Rachel Rafael Neis

A public lecture by Rachel Rafael Neis: "When a Woman Gives Birth to a Raven: Rabbis and the Reproduction of Species in Late Antiquity " will take place on Monday, January 27th, at 4:30pm in Swift Hall Common Room (1st floor).

The biblical idea of the human as an image of God is often touted as a quintessentially Jewish, Christian, or “Judeo-Christian,” tradition. This talk traces an alternate approach to the human, one that travels through late ancient rabbinic reproductive and zoological science, and that was formed in a world of reproductive unpredictability. Ostensibly unrelated rabbinic sources – including tractates on women’s menstrual purity, animal donations to the temple, and the forbidden mixings of species – point to a rabbinic gynecology intertwined with zoology. These intertwined ideas, we will show, provide the basis for broader considerations about the coming into being of creaturely life, and the distinctions and overlaps between humans and other species.
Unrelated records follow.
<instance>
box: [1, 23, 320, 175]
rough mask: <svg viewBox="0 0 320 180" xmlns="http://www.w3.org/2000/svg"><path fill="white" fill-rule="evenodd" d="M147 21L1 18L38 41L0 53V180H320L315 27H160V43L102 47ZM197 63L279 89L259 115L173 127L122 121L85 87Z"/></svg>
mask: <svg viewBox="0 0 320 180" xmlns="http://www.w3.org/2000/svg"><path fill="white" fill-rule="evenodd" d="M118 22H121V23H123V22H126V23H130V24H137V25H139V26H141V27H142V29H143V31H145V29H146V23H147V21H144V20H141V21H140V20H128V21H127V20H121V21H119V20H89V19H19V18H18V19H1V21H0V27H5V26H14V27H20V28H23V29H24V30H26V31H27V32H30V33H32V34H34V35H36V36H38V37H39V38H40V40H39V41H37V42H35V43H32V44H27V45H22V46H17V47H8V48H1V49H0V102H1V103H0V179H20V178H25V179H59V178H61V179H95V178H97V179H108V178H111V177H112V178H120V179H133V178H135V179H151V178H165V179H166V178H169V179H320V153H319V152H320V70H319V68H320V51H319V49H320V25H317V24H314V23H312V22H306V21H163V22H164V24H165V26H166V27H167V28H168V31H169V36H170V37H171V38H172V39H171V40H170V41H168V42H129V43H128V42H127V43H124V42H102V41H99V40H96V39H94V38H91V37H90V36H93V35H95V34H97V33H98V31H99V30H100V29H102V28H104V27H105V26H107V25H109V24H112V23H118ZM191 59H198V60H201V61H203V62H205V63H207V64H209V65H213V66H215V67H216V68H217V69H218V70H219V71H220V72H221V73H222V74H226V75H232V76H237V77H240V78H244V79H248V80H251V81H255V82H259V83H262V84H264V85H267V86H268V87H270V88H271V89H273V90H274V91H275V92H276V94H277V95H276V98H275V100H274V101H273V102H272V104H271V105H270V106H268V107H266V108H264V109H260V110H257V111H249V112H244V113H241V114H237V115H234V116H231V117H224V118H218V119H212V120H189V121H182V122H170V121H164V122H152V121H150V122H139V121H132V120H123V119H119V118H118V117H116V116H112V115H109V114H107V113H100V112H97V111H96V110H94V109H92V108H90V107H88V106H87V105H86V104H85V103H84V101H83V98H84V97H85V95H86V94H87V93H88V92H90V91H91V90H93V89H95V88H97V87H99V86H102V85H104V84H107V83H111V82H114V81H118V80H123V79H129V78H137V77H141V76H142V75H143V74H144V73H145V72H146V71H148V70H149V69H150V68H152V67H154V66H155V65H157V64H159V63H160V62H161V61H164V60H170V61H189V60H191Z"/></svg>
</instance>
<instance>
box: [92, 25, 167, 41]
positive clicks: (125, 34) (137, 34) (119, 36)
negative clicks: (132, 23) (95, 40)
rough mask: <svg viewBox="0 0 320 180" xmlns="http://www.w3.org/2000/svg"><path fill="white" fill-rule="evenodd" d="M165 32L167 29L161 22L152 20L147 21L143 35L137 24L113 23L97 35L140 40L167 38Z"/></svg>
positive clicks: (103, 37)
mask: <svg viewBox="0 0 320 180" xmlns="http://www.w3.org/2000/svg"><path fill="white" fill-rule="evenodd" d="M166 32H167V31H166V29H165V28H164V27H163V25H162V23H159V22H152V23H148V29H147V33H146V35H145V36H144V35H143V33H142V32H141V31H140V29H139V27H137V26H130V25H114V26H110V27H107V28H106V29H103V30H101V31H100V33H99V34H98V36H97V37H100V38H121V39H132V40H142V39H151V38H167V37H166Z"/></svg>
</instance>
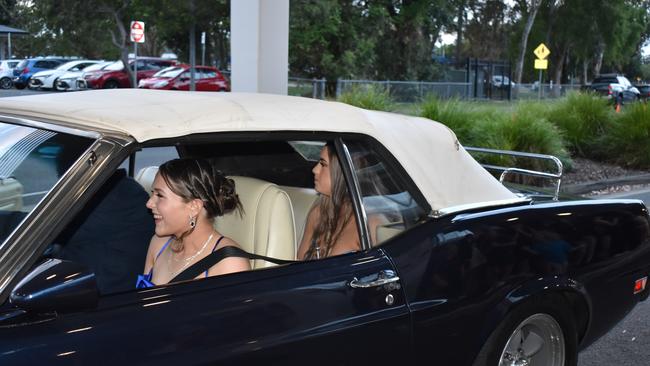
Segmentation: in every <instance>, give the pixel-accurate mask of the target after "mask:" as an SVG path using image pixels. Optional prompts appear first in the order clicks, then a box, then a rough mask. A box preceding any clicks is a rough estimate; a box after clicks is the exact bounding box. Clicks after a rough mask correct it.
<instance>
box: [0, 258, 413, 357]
mask: <svg viewBox="0 0 650 366" xmlns="http://www.w3.org/2000/svg"><path fill="white" fill-rule="evenodd" d="M390 271H394V268H393V267H392V265H391V264H390V261H389V260H388V258H387V257H386V256H385V254H384V253H383V251H382V250H370V251H366V252H358V253H352V254H348V255H344V256H340V257H334V258H331V259H327V260H319V261H312V262H302V263H295V264H291V265H286V266H283V267H276V268H271V269H265V270H257V271H250V272H243V273H236V274H231V275H225V276H218V277H211V278H207V279H204V280H198V281H192V282H189V283H181V284H175V285H169V286H159V287H154V288H150V289H144V290H137V291H136V290H134V291H130V292H126V293H118V294H113V295H107V296H104V297H102V298H101V299H100V300H99V303H98V305H97V306H96V307H94V308H87V309H83V310H81V311H76V312H71V313H67V314H41V315H40V316H38V317H33V318H31V320H30V319H27V320H26V319H25V318H23V317H16V318H15V319H16V320H15V321H12V320H11V319H7V318H8V316H7V315H6V314H7V309H8V308H7V304H5V306H4V307H3V309H4V310H5V311H4V312H3V315H5V319H3V321H2V325H1V326H0V361H1V363H2V364H3V365H19V364H21V365H22V364H47V365H59V364H61V365H64V364H111V365H115V364H129V365H138V364H160V365H179V364H183V365H194V364H206V363H218V364H256V363H262V362H264V363H270V364H285V365H294V364H295V365H298V364H304V363H305V362H308V363H309V364H312V365H314V364H315V365H353V364H356V365H358V364H367V363H374V364H394V363H395V362H398V361H399V360H400V359H401V358H402V357H403V354H402V352H403V351H404V350H407V349H408V346H409V343H410V337H409V326H408V323H409V320H408V311H407V308H406V304H405V302H404V296H403V294H402V291H401V289H398V288H397V287H395V286H393V287H390V288H387V287H385V286H370V287H367V288H361V287H360V288H353V287H351V286H350V283H351V281H352V280H354V279H355V278H356V279H357V280H358V281H360V282H362V283H365V284H366V285H368V284H370V285H372V282H373V281H377V279H378V274H380V273H389V272H390ZM389 294H390V295H391V296H392V298H393V300H392V301H391V302H390V304H389V303H388V302H387V300H386V298H387V296H388V295H389Z"/></svg>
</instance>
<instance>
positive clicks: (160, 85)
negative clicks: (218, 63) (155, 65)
mask: <svg viewBox="0 0 650 366" xmlns="http://www.w3.org/2000/svg"><path fill="white" fill-rule="evenodd" d="M194 82H195V88H196V89H195V90H196V91H230V86H229V85H228V81H226V78H224V77H223V75H222V74H221V72H219V70H218V69H217V68H216V67H211V66H196V68H195V71H194ZM138 88H143V89H164V90H190V65H187V64H180V65H175V66H170V67H167V68H164V69H162V70H160V71H158V72H157V73H155V74H154V75H153V76H152V77H150V78H146V79H142V80H140V82H139V83H138Z"/></svg>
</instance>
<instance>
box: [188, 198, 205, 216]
mask: <svg viewBox="0 0 650 366" xmlns="http://www.w3.org/2000/svg"><path fill="white" fill-rule="evenodd" d="M201 209H203V201H202V200H200V199H198V198H195V199H193V200H191V201H190V210H192V213H193V214H194V215H198V214H199V212H201Z"/></svg>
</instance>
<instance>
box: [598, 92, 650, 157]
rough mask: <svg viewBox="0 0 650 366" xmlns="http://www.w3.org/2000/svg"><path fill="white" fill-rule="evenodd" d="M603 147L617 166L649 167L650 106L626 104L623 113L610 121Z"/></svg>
mask: <svg viewBox="0 0 650 366" xmlns="http://www.w3.org/2000/svg"><path fill="white" fill-rule="evenodd" d="M603 147H604V150H605V152H606V153H607V155H608V156H611V157H614V159H613V161H615V162H617V163H619V164H622V165H625V166H629V167H635V168H647V167H650V106H649V105H648V104H647V103H631V104H626V105H625V108H624V109H623V112H622V113H620V114H616V117H615V118H614V119H613V120H612V123H611V127H610V128H608V133H607V134H606V135H605V136H604V139H603Z"/></svg>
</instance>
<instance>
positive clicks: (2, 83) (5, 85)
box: [0, 77, 14, 89]
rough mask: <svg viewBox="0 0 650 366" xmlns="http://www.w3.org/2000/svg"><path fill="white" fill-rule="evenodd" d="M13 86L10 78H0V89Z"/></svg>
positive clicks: (13, 85) (6, 87)
mask: <svg viewBox="0 0 650 366" xmlns="http://www.w3.org/2000/svg"><path fill="white" fill-rule="evenodd" d="M12 86H14V83H13V82H12V81H11V79H10V78H6V77H5V78H2V79H0V88H2V89H11V87H12Z"/></svg>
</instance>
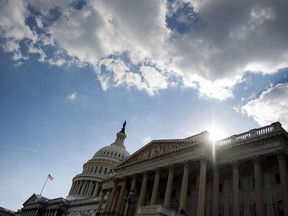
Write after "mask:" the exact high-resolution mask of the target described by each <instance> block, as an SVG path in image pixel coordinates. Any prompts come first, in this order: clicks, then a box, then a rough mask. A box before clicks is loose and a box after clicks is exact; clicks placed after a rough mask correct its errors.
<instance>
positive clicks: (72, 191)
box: [69, 182, 75, 195]
mask: <svg viewBox="0 0 288 216" xmlns="http://www.w3.org/2000/svg"><path fill="white" fill-rule="evenodd" d="M74 187H75V184H74V182H73V183H72V186H71V188H70V191H69V195H71V194H72V192H73V189H74Z"/></svg>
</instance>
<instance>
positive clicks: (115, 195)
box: [111, 186, 120, 214]
mask: <svg viewBox="0 0 288 216" xmlns="http://www.w3.org/2000/svg"><path fill="white" fill-rule="evenodd" d="M119 194H120V190H119V188H118V186H117V190H116V195H115V197H113V200H112V208H111V212H112V213H113V214H114V213H116V212H115V209H116V206H117V202H118V198H119Z"/></svg>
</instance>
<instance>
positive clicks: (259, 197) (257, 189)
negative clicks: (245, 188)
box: [253, 157, 264, 216]
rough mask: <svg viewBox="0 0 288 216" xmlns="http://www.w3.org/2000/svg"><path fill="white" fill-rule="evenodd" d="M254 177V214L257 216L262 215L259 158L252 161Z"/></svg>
mask: <svg viewBox="0 0 288 216" xmlns="http://www.w3.org/2000/svg"><path fill="white" fill-rule="evenodd" d="M253 163H254V175H255V192H256V194H255V198H256V214H257V216H260V215H264V200H263V186H262V173H261V165H260V158H259V157H256V158H254V160H253Z"/></svg>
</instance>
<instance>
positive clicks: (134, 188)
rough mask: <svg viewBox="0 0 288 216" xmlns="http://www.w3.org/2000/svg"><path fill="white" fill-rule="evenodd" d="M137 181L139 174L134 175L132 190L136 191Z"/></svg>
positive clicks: (130, 190)
mask: <svg viewBox="0 0 288 216" xmlns="http://www.w3.org/2000/svg"><path fill="white" fill-rule="evenodd" d="M136 183H137V176H136V175H133V178H132V183H131V188H130V191H134V192H135V189H136Z"/></svg>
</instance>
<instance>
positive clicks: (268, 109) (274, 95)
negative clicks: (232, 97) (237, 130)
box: [241, 83, 288, 129]
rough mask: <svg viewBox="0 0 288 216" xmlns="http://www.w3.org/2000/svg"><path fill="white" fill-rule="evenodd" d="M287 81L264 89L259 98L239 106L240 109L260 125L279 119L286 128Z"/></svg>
mask: <svg viewBox="0 0 288 216" xmlns="http://www.w3.org/2000/svg"><path fill="white" fill-rule="evenodd" d="M287 95H288V83H285V84H278V85H276V86H273V87H270V88H269V89H268V90H266V91H264V92H263V93H262V94H261V95H260V97H259V98H257V99H254V100H252V101H250V102H248V103H247V104H246V105H244V106H242V107H241V111H242V112H244V113H245V114H247V115H248V116H250V117H252V118H253V119H255V121H257V123H259V124H260V125H262V126H264V125H268V124H271V123H272V122H276V121H279V122H280V123H281V124H282V126H283V127H285V128H286V129H287V128H288V97H287Z"/></svg>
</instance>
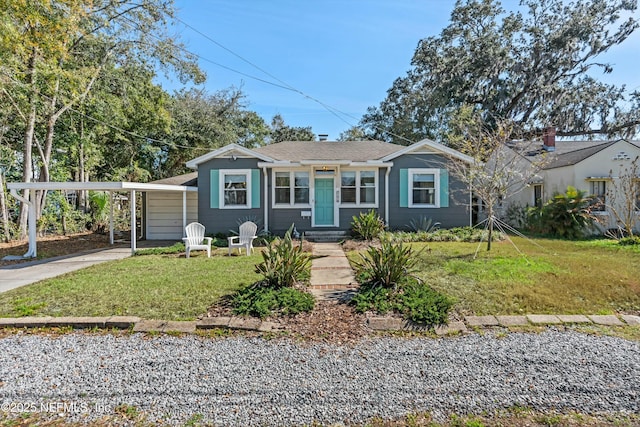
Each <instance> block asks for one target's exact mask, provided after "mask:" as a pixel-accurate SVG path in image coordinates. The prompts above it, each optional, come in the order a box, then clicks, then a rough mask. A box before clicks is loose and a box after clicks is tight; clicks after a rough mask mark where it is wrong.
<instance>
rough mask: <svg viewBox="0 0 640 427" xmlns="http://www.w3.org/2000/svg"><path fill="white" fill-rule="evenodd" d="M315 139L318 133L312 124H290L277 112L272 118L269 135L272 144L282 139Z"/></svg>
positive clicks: (302, 140)
mask: <svg viewBox="0 0 640 427" xmlns="http://www.w3.org/2000/svg"><path fill="white" fill-rule="evenodd" d="M315 139H316V135H315V134H314V133H313V131H312V130H311V126H308V127H295V126H289V125H287V124H286V123H285V122H284V119H283V118H282V116H281V115H280V114H276V115H275V116H273V119H272V120H271V135H270V137H269V143H271V144H275V143H277V142H282V141H314V140H315Z"/></svg>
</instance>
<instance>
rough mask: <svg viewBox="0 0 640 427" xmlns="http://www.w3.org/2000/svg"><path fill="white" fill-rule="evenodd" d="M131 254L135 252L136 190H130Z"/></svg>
mask: <svg viewBox="0 0 640 427" xmlns="http://www.w3.org/2000/svg"><path fill="white" fill-rule="evenodd" d="M130 205H131V255H135V254H136V222H137V221H136V219H137V218H136V190H131V203H130Z"/></svg>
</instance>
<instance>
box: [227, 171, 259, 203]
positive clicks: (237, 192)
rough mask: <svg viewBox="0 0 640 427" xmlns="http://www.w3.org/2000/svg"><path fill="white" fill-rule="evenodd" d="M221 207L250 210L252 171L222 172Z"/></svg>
mask: <svg viewBox="0 0 640 427" xmlns="http://www.w3.org/2000/svg"><path fill="white" fill-rule="evenodd" d="M220 186H221V188H220V198H221V200H220V207H221V208H250V207H251V205H250V201H251V171H250V170H224V171H220Z"/></svg>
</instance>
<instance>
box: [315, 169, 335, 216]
mask: <svg viewBox="0 0 640 427" xmlns="http://www.w3.org/2000/svg"><path fill="white" fill-rule="evenodd" d="M333 208H334V205H333V178H316V180H315V203H314V210H315V225H334V218H333V215H334V211H333Z"/></svg>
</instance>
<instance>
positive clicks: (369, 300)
mask: <svg viewBox="0 0 640 427" xmlns="http://www.w3.org/2000/svg"><path fill="white" fill-rule="evenodd" d="M360 258H361V259H360V260H359V261H356V262H355V267H356V272H357V275H358V278H359V280H360V282H361V283H362V286H360V289H359V291H358V293H357V294H356V295H355V296H354V297H353V299H352V300H351V304H352V305H354V306H355V309H356V311H358V312H360V313H362V312H365V311H368V310H373V311H376V312H378V313H381V314H384V313H387V312H388V311H395V312H397V313H401V314H402V315H403V316H404V317H405V318H407V319H409V320H412V321H414V322H419V323H425V324H428V325H440V324H444V323H446V321H447V316H448V312H449V310H450V309H451V306H452V305H453V302H452V301H451V300H450V299H449V298H447V297H446V296H444V295H442V294H440V293H438V292H437V291H435V290H433V289H432V288H431V287H429V286H428V285H426V284H424V283H422V282H420V281H419V279H418V278H417V277H415V276H414V275H413V274H412V273H414V271H415V266H416V263H417V259H416V257H415V254H414V252H413V250H412V249H411V247H408V246H404V245H403V244H402V242H398V243H394V242H393V241H391V240H388V239H383V240H382V242H381V247H380V248H373V247H372V248H369V249H368V250H367V252H366V254H365V255H360Z"/></svg>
Rachel Rafael Neis holds the Jean and Samuel Frankel Chair in Rabbinics and is an associate professor appointed in History and Judaic Studies. Serving as core faculty in the Interdepartmental Program in Greek and Roman History at the University of Michigan, Neis is also affiliated faculty with the STS Program, the Institute of Research on Women and Gender, and the Department of Comparative Literature. Neis has a PhD in Jewish Studies from Harvard University, a Masters in Religious Studies from Boston University, and a law degree from the London School of Economics. Neis's first book The Sense of Sight in Rabbinic Culture: Jewish Ways of Seeing in Late Antiquity (Cambridge, 2013) won the Salon Baron Prize for best first book in Jewish Studies and an honorable mention for the Jordan Schnitzer Award. Neis's second book project is at the intersection of rabbinics, the history of ancient science, animal studies, and science studies.